Supposing I have a document-term matrix as scripted below:


txt1 <- c("this is a sample document about Computer Science", "Not all sample documents are about science, they can be about art too", "and sometimes they are just useless")
names(txt1) <- c("Doc1", "Doc2", "Doc3")
df1 <- data.frame(doc = names(txt1), texts = txt1, stringsAsFactors = FALSE)

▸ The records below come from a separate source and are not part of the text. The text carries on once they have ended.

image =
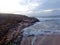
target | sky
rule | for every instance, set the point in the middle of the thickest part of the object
(31, 7)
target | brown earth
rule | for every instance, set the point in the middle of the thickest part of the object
(12, 24)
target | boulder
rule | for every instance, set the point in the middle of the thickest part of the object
(12, 24)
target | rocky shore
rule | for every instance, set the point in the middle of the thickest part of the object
(11, 26)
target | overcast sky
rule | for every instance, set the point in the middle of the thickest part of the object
(30, 7)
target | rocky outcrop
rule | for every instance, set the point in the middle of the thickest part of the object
(11, 26)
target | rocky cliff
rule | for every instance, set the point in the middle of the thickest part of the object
(11, 26)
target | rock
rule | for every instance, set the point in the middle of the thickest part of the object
(12, 24)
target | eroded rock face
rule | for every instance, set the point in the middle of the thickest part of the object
(12, 24)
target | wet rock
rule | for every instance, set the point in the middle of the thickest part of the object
(12, 24)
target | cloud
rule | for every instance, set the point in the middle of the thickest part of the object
(47, 12)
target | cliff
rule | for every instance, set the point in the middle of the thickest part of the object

a1 <- df1 %>% unnest_tokens(output = word, input = texts) %>% 
group_by(doc, word) %>% 
summarise(totals = n()) %>% 
ungroup %>% 
spread(word, totals, fill = 0) %>% 
select(-doc) %>% as.matrix %>% 
scale(center = TRUE, scale = TRUE) %>% 
dist.cosine %>%
cmdscale %>%

a1$name <- 1:nrow(a1)

ggplot(data = a1, aes(x = X1, y = X2)) + 
geom_text(aes(label = name))

Q1. Is it Statistically correct to apply Multi-dimensional scaling (in R, this is via cmdscale) or PCA on a Cosine Similarity matrix?
I think it is not, since Cosine Similarity is not a proper distance metric.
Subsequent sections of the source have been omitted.